When not to use MINT sPLS-DA

MINT sPLS-DA is usually not the best choice when:

all samples come from a single study or batch
there is no reliable study or batch identifier column
your outcome is numeric rather than categorical
you only want unsupervised exploration rather than supervised discrimination

If you do not actually have multiple study sources, standard Sparse Partial Least Squares - Discriminant Analysis (sPLS-DA) is usually simpler and easier to interpret.

Example context

A common use case is integrating cytokine measurements collected from separate cohorts, recruitment waves, laboratories, or assay runs while still asking whether disease groups can be discriminated reproducibly across those sources.

What the app is showing

The MINT workflow can return:

Global Sample Plot
Partial Sample Plots
Variable Loadings
Correlation Circle
optional Heatmap (CIM)
optional ROC Curve

If a MINT sPLS-DA Stratification Column is selected, the app can also repeat the analysis within each subgroup and show nested result tabs.

Which Step 4 arguments matter most

The controls that most affect interpretation are:

MINT sPLS-DA Comparison Column: the classes the model is trying to separate.
Batch Column: the study, batch, cohort, or platform identifier used for integration.
MINT sPLS-DA Stratification Column: optional subgrouping for repeated analyses.
Number of Variables to Select: how many predictors are kept on each component.
Number of Components: how much latent structure is modeled.
Draw a Clustered Image Map?: adds a selected-feature heatmap.
Draw Ellipse, Plot ROC Curve, and Draw Background: optional aids for interpretation and performance checking.

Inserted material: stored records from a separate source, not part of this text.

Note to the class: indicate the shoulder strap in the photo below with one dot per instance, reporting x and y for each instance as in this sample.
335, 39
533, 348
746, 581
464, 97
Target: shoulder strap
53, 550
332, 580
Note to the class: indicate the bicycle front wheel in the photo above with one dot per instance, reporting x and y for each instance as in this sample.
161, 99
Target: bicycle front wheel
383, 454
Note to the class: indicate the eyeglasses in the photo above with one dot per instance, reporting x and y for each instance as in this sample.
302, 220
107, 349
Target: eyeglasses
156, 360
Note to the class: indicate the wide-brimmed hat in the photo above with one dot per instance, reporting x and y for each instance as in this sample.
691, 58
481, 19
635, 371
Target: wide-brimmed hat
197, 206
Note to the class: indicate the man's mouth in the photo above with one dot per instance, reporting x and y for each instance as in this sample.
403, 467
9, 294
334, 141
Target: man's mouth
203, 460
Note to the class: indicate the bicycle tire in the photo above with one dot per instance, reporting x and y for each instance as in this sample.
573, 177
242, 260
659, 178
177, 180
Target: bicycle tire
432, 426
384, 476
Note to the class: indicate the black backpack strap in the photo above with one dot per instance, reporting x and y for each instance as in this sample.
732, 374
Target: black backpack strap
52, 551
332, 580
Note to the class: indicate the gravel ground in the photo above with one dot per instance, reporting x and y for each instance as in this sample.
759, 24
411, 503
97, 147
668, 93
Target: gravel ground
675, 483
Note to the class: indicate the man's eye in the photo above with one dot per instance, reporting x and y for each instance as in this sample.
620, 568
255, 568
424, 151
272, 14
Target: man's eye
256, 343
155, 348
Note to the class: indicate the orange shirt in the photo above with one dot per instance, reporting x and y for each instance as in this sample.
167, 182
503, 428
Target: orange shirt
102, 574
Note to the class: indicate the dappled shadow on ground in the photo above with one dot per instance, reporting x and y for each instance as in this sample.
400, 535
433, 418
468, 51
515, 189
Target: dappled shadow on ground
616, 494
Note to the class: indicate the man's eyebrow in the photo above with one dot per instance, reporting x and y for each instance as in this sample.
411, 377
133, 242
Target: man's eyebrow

For most users, MINT sPLS-DA Comparison Column, Batch Column, and Number of Variables to Select are the settings that matter most.

How to read the main outputs

Global Sample Plot

This plot summarizes how the integrated model separates the biological classes across all batches together.

Ask:

do the classes separate at all after batch-aware integration?
is the separation consistent or still dominated by overlap?
do a few samples drive the appearance of separation?

Partial Sample Plots

These plots help you judge batch-by-batch consistency. They are especially valuable because a model can look strong globally while working unevenly across studies.

A good sign is when the same class structure appears repeatedly across the partial views rather than only in one batch.

Variable Loadings and Correlation Circle

These outputs identify which cytokines drive the integrated components.

larger absolute loadings indicate stronger contribution
repeated appearance of the same cytokines across integrated views increases confidence
highly batch-specific signals deserve caution, even if they look important

Heatmap (CIM)

When enabled, the clustered image map helps you see whether the selected variables show recognizable group patterning.

This is useful for communication, but it should support the model interpretation rather than replace it.

ROC Curve

If the ROC view is available, use it as a check on discrimination quality rather than trusting the score plots alone.

Common cautions

Important cautions include:

MINT is only as good as the Batch Column you provide
apparent separation can still reflect residual batch structure if the study sources are very different
selected features are model-dependent, not final biomarkers by themselves
small batches can make integrated discrimination look less stable than a single pooled plot suggests
if one batch dominates the signal, reproducibility across studies may still be weak

How to reproduce the result in the app

Filter the dataset to the biological groups and samples you want to compare.
Choose Multivariate INTegration Sparse Partial Least Squares - Discriminant Analysis (MINT sPLS-DA).
Set MINT sPLS-DA Comparison Column.
Set Batch Column to the study or cohort identifier.
Choose Number of Variables to Select and Number of Components.
Optionally add MINT sPLS-DA Stratification Column, Draw a Clustered Image Map?, Plot ROC Curve, or Draw Ellipse.
Read the global and partial plots together before trusting the selected variables.